Leahy, Bond Reintroduce National Guard Empowerment Effort

Bill Would Sharpen Pentagon’s Focus On Helping The Guard Respond To Domestic Emergencies

Sen. Patrick Leahy (D-Vt.) and Sen. Kit Bond (R-Mo.) Thursday reintroduced legislation that would obligate the Department of Defense to pay greater attention to the mission of  domestic operations in support of civilian authorities and to further empower the National Guard in defense policymaking.  Leahy and Bond are co-chairs of the 96-member Senate National Guard Caucus.

In addition to serving as the primary reserve to the active military when assigned abroad, the National Guard is the nation’s first military responder for domestic emergencies, such as natural disasters.  No organization in the U.S. defense structure has more experience, expertise, and capability than the Guard does when it comes to domestic response and providing support to civilian authorities.  The Leahy-Bond bill – a follow-on to their successful earlier Guard empowerment legislative efforts – would enhance the Guard’s ability to deal with these situations and ensure that states remain in control of the Guard and other military forces that might be operating domestically during these situations, and thereby improving the nation’s domestic defense capabilities.

This bill would increase the quality of advice at the highest levels on homeland defense matters by posting the Chief of the National Guard -- now a four-star general officer position -- on the Joint Chiefs of Staff.  The legislation would also ensure that governors maintain so-called tactical control over federal military forces during emergencies, and it would give the National Guard Bureau budgetary authority to develop and procure essential equipment for the Guard.  The legislation also would create the new position of Vice Chief of the National Guard Bureau who would serve as the principal deputy to the Bureau Chief.

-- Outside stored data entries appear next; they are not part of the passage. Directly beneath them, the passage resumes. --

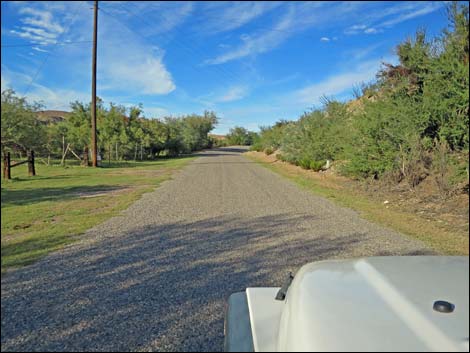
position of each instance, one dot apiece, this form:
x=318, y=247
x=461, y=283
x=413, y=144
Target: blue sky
x=251, y=62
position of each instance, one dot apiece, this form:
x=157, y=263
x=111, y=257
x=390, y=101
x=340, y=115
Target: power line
x=48, y=55
x=42, y=44
x=143, y=37
x=220, y=70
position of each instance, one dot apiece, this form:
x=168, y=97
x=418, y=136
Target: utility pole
x=94, y=146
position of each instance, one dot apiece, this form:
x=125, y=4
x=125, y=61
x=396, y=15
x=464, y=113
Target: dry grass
x=443, y=226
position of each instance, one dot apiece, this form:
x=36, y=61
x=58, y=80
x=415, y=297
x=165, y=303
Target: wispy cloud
x=259, y=43
x=40, y=27
x=233, y=94
x=377, y=21
x=338, y=84
x=226, y=16
x=142, y=68
x=296, y=18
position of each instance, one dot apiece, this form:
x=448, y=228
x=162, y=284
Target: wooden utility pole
x=94, y=146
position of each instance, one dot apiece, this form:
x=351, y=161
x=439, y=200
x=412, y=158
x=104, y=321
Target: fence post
x=31, y=169
x=6, y=166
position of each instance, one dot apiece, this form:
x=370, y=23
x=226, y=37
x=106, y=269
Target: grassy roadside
x=431, y=232
x=43, y=213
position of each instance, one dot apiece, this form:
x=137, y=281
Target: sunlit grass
x=43, y=213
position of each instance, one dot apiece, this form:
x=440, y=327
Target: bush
x=317, y=165
x=269, y=151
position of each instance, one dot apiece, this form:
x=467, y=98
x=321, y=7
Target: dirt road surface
x=156, y=278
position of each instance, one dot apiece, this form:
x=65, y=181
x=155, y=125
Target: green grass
x=442, y=240
x=43, y=213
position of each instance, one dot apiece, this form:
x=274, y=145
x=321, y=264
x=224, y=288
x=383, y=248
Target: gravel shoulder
x=156, y=278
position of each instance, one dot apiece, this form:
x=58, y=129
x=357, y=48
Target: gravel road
x=156, y=278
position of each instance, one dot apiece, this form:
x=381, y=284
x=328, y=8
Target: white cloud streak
x=233, y=94
x=338, y=84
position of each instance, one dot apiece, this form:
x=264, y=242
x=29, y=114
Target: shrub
x=317, y=165
x=269, y=151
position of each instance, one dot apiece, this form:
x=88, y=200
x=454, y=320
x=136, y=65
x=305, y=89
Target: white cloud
x=371, y=31
x=338, y=84
x=233, y=94
x=40, y=26
x=415, y=12
x=145, y=73
x=259, y=43
x=40, y=50
x=5, y=83
x=376, y=21
x=226, y=16
x=140, y=69
x=296, y=18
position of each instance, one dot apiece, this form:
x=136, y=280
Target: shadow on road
x=158, y=288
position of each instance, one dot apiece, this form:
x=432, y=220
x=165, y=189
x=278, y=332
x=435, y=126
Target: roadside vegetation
x=398, y=152
x=44, y=213
x=123, y=134
x=408, y=126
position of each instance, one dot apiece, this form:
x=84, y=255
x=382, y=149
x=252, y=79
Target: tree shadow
x=160, y=287
x=31, y=196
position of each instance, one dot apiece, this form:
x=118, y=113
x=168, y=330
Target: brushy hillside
x=410, y=125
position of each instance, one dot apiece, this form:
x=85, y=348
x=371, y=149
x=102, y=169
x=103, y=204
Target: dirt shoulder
x=441, y=224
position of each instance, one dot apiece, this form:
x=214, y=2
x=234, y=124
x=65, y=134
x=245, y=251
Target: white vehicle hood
x=374, y=304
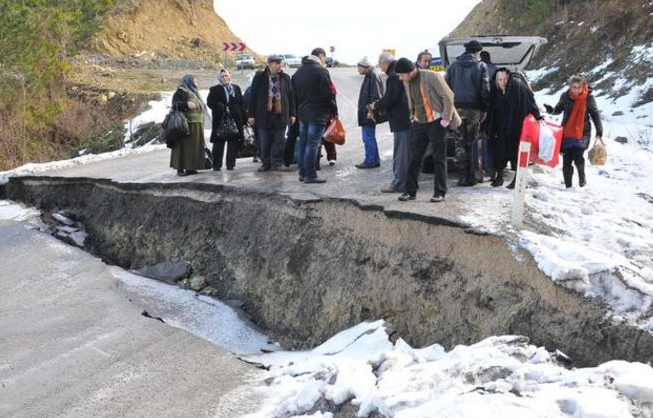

In his “Blueprint for Change,” the new Administration’s national security blueprint, President Obama endorsed the idea of making the Guard Bureau Chief a full member of the Joint Chiefs of Staff, a move that Vice President Biden also has endorsed.  In developing the legislation, Leahy and Bond consulted with The National Guard Association of the United States, the Adjutants General Association of the United States and the Enlisted National Guard Association of the United States – organizations the Senators expect to endorse the bill after its introduction.

Leahy said, “The National Guard continues to skillfully perform its domestic security roles, which continue to grow in importance.  Time and again the Guard has shown that it has the know-how, the experience and the skills to perform missions at home and abroad.  Empowering the Guard will help mission performance and the entire military’s ability to support elected leaders and local officials during emergencies.”

“Our citizen-soldiers stand ready to defend our nation, secure our homeland from natural disasters or terrorist attacks, and are now fighting overseas in the war on terror,” said Bond.  “We have a responsibility to give the Guard the equipment, resources, and bureaucratic muscle they need to meet their critical dual mission.”